Brown Materials:

Eggshells: (minimal impact)

  • They take a long time to break down, but they provide calcium and are a good addition to compost piles.​​​​​

Hay: (15-30:1)

  • All types of spoiled hay make an excellent addition to compost piles.

Leaves: (50-80:1) dead or dry are considered brown materials

  • Below is a list of some types of leaves to pay special attention to:

  • Walnut leaves should be avoided as they contain substances that inhibit the growth of many plants. Only use if they are thoroughly composted.

  • Oak leaves take a long time to break down because they are high in acid and levels of tannin. They are excellent for acid loving plants, but will take much longer to decompose than other leaves. If you wish to speed up the composting process for your main pile, separate out oak leaves and create a separate pile for them that can be used for plants that prefer acidic soils.

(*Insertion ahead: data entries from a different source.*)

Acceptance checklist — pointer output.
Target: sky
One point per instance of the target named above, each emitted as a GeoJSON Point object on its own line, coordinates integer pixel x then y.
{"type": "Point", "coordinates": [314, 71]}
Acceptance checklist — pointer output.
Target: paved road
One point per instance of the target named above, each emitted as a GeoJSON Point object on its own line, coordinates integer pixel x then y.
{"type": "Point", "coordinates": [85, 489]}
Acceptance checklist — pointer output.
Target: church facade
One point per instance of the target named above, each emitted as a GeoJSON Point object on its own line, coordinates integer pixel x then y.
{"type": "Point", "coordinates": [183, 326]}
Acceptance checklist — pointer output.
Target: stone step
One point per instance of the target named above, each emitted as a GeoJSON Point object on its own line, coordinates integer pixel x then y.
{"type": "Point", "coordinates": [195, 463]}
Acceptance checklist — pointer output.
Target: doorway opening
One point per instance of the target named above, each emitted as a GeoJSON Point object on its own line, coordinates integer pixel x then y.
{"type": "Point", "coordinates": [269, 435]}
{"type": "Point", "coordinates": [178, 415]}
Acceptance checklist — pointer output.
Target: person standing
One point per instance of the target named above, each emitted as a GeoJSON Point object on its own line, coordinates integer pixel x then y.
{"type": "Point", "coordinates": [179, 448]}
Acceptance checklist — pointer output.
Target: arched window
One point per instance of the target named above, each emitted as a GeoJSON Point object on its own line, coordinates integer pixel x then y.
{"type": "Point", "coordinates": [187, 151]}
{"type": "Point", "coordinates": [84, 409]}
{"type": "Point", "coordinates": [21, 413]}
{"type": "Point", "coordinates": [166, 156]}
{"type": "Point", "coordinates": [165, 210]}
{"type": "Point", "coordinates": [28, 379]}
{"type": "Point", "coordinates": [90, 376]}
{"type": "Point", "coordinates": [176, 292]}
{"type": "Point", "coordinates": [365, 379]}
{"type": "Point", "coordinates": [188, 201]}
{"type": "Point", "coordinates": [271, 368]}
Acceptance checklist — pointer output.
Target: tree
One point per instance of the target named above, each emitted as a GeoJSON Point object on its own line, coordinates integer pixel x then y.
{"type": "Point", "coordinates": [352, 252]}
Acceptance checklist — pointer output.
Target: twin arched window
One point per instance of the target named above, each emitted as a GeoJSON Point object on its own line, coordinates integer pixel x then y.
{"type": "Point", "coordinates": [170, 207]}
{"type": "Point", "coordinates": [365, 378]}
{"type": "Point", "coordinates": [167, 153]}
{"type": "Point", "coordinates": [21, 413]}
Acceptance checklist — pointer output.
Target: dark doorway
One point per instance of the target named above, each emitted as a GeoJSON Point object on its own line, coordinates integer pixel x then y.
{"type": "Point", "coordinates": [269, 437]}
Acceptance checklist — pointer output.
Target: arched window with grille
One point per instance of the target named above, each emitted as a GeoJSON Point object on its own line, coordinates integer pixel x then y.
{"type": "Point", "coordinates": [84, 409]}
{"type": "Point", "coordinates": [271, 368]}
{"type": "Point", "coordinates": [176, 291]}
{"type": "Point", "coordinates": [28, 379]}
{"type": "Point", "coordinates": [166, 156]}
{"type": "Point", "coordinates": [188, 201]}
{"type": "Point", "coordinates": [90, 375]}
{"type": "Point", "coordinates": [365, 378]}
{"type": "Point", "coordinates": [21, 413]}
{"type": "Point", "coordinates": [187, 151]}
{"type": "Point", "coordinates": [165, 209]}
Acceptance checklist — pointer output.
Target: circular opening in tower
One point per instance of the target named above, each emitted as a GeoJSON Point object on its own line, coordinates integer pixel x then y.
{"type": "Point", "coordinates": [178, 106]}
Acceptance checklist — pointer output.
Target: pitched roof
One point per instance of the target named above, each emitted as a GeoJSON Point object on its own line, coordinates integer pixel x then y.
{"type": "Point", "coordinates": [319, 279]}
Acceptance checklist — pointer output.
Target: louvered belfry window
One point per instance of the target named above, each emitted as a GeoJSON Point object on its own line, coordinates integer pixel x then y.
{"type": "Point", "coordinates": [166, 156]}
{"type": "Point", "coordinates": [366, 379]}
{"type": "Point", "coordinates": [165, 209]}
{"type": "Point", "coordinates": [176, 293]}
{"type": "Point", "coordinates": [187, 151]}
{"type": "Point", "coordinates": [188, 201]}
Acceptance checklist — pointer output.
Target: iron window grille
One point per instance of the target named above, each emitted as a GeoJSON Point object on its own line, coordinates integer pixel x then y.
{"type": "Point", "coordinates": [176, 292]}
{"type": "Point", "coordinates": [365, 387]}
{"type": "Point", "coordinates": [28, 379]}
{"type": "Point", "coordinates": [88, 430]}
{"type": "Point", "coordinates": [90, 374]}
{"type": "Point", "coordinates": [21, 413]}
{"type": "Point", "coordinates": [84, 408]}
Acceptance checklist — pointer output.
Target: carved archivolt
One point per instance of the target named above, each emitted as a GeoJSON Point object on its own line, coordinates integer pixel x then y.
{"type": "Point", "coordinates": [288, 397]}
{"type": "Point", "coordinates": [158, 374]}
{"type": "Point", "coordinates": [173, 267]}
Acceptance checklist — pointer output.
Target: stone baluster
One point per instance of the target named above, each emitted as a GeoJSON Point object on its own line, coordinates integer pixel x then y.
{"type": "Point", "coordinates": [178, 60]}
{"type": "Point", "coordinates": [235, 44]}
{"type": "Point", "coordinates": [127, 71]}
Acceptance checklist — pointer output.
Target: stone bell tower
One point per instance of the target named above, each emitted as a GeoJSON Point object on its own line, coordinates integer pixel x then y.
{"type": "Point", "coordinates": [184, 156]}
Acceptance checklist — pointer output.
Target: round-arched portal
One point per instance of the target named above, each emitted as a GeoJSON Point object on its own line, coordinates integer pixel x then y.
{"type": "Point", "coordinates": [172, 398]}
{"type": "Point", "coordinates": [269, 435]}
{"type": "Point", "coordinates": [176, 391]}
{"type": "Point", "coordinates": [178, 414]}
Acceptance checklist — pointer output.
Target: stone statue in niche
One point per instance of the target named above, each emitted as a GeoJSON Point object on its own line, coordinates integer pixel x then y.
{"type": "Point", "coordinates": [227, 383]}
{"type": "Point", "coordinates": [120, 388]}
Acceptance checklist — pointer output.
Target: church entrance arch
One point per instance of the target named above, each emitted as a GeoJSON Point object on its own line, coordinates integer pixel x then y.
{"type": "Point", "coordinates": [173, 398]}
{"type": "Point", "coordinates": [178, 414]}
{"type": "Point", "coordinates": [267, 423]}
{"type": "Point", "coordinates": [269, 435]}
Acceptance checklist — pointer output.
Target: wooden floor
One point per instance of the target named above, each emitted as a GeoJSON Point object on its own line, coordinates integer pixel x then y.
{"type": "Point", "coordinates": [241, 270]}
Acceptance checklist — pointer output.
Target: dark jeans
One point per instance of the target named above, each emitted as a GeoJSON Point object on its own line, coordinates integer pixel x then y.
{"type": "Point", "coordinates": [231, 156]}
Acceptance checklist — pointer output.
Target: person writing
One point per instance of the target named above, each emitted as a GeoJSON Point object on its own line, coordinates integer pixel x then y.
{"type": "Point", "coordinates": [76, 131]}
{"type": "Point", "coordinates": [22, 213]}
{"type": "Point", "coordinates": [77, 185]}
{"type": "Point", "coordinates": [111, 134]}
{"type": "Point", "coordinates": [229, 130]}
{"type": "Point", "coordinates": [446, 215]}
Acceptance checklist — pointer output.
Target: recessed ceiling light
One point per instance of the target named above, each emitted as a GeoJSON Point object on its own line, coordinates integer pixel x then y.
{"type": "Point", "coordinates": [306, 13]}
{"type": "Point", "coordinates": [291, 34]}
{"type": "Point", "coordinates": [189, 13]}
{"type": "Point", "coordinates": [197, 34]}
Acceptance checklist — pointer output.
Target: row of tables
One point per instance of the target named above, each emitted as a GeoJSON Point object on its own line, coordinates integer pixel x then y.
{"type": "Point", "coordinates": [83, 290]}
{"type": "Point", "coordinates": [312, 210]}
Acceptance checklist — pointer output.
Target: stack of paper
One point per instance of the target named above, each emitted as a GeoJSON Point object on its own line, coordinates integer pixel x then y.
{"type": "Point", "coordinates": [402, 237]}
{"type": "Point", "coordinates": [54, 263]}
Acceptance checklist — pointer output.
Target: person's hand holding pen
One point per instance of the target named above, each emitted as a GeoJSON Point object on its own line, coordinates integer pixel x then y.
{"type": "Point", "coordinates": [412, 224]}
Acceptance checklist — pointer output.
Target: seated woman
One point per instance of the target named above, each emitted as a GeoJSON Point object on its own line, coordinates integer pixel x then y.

Paper & Cardboard: (150-200:1)

  • Should be shredded first to speed up the composting process; avoid using glossy or highly colored papers; cardboard should be broken into small pieces or made into a slurry before it is added to the pile.

Sawdust: (400-1)

  • Use small amounts and in very thin layers; never use pressure treated wood sawdust because it can leach arsenic into the soil.

Straw: (80:1)

  • Provides less nitrogen than hay, but it will provide more than double the carbon. Straw takes longer to break down, but it is good in areas with clay soils as it helps open up the soil structure.

Tea Bags: (minimal impact)

  • Either loose leaves or in a bag are fine.

Wood Ash: (25:1)

  • Use sparingly to avoid high pH levels that will limit microbial activity, which aids in the composting process.

Cone Method:

When your pile is constructed it should sit for about a week, or until the internal temperature reaches between 120-170 degrees Fahrenheit (Composting thermometers can be found online). At this point, the pile needs to be turned. This can be done with an aeration tool, or by using a pitch fork to stack the outside contents from around the pile next to the original pile, and then placing the inside contents on top of the new pile. After the initial turn, this process should be done every couple of days to continue the decomposition process.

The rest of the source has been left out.